Social life and convening in crowds are nearly back to the levels that they have been in pre-pandemic years. Private visits, restaurant dining, going to museums, sitting through theater performances – I have indulged in more of all of these during the first few months of 2023 than in the entire period from mid-March of2020 to the end of December, 2022, and my experience is probably indicative of how people are behaving as a whole.
I am detecting a decrease in physical activity. It is becoming more frequent now to wander on the trails without encountering others. Still, my experience varies. On certain hikes, such as the Trillium Hikes that I did last weekend, I saw many outside of the group I was with. On others I was nearly on my own, which was generally was not the case in 2021 and 2022.
Travel likewise no longer is attended with the difficulties imposed during the earlier phases of the pandemic. It is no longer necessary to carry proof of vaccination or to undergo testing before returning to the country. As for travel within the country, any restrictions have disappeared long ago: people have to strain their memories to recall a time when inter-state travel was curtailed on a state-by-state basis.

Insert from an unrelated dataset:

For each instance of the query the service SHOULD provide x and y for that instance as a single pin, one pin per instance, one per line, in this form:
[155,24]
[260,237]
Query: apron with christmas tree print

I conclude by posting statistics for the last time. Flawed though they may be, they should be savored while they are still obtainable. The end of the Public Health Emergency means that states are no longer required to report their COVID data to the CDC. The CDC will have to perform estimates from hospital admissions (for hospitals still must report to the CDC even if their state does not) and wastewater analysis, which obviously are going to be less accurate.
Today’s statistics as of 9:00 PM – # of cases worldwide: 688,119,252; # of deaths worldwide: 6,873,389; # of cases U.S.: 106,790,393; # of deaths; U.S.: 1,162,693.